Comparing AKI stage 1, patients with AKI stage 3 have higher risk of mortality in the intensive care unit (odds ratio (OR) 2.19 [95% CI 1.44–3.35] vs. OR 7.18 [95% CI 5.13–10.04]) [31]. Therefore, predicting AKI progression is always one of research highlights. FST, a method for predicting AKI progression, had desirable prediction ability, which of AU-ROC was 0.88 [6]. Our model and previous FST studies have comparable prediction ability (AU-ROC 0.926 vs. 0.88). However, FST has some limitations including not stable for patients with unstable hemodynamics [7] and no standardization of dosage and time [8]. Our model is based on vital signs and laboratory data, which are easily assessable in most institutions. These features are also significant predictors of AKI in the others model such as sepsis and creatinine [11, 13]. Real-time automated prediction and analysis of main cause are also advantages of our study.

We employed visualization function in SHAP [32] to find the effect of the specific value of each variable on model output. There are some factors contributing most including creatinine, MODS, BUN, sepsis and so on. The KDIGO criteria proposed some similar exposures that may cause AKI including sepsis and shock [2]. Advanced age, underlying CKD, sepsis, and cardiac surgery were also proposed as risk factors for AKI [1, 33]. SHAP value was found to increase with the increase of creatinine until creatinine probably reach 3 mg/dl (265.2 \(\upmu\)mol/L) (Fig. 6A). This is in line with the mainstream view in clinicians [34, 35]. The relationship between SHAP value and FST (Fig. 6B) is consistent with previous studies that FST < 100 ml/h increases the risk of AKI progression [7, 18].

Fig. 6
figure 6

SHAP value for single variable. A SHAP value for creatinine. SHAP value increases with the increase of creatinine until creatinine probably reaches 5 mg/dL. B SHAP value for FST. SHAP value decreases with the increase of FST until FST reach 100 ml/h

Our study found that machine learning has better performance than logistic regression, which is similar to the previous prediction study of AKI [13, 36]. Lee et al gradient boosting tree has better performance than logistic regression (0.78 vs. 0.69) on predicting AKI after cardiac surgery [13]. Zhang et al found the machine learning model outperformed the logistic regression model (AU-ROC 0.860 vs. 0.728) in differentiating between the volume-responsive and volume-unresponsive AKI [36]. The advantages of machine learning include ability of capturing complex non-linear relationships [37] and focusing more on misclassified observations , especially when the sample size is large enough [37]. And, machine learning can automatically input missing values and give the prediction as soon as possible for intervention in time.
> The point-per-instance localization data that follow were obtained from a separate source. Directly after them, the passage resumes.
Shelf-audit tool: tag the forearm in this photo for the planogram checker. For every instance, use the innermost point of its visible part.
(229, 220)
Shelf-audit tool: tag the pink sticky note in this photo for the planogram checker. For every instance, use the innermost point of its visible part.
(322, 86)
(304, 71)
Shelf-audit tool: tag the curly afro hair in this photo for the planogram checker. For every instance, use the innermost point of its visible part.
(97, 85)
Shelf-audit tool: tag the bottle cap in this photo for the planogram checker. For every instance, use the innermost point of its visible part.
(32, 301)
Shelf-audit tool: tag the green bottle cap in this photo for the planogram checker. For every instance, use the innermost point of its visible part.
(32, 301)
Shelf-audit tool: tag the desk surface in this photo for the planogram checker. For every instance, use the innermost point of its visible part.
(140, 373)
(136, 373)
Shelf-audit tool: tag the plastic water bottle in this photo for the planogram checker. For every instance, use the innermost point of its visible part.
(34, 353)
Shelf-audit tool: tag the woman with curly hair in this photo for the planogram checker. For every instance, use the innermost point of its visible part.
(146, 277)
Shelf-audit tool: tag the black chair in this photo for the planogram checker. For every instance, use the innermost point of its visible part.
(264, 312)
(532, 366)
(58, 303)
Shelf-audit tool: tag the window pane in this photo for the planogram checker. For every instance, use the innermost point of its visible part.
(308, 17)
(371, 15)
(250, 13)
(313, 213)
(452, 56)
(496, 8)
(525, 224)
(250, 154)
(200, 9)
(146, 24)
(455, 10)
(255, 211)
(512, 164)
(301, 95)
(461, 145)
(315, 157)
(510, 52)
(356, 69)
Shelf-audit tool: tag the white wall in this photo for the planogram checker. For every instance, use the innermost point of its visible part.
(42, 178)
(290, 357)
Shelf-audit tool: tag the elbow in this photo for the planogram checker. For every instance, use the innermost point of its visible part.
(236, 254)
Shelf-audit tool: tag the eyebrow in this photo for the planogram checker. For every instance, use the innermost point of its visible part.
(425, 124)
A limitation of this study is a retrospective study with inevitable bias. And, the proportion of patients who eventually progressed to AKI stage 3 (8.3%) is significantly lower than that without progression (91.7%). Even if we use the algorithm to balance the sample, it may still have bad effect on model generalization and reliability. Furthermore, external validation is still required in the following study.

Conclusion

We collected data from MIMIC-III and proposed a predicting model for AKI progression from stage1 to stage 2/3 by machine learning. The model had excellent performance in predicting AKI progression and was significantly better than the performance of logistics model. In the final model, creatinine, MODS and BUN were factors contributing most. The reasons of performance gap and important factors require further study.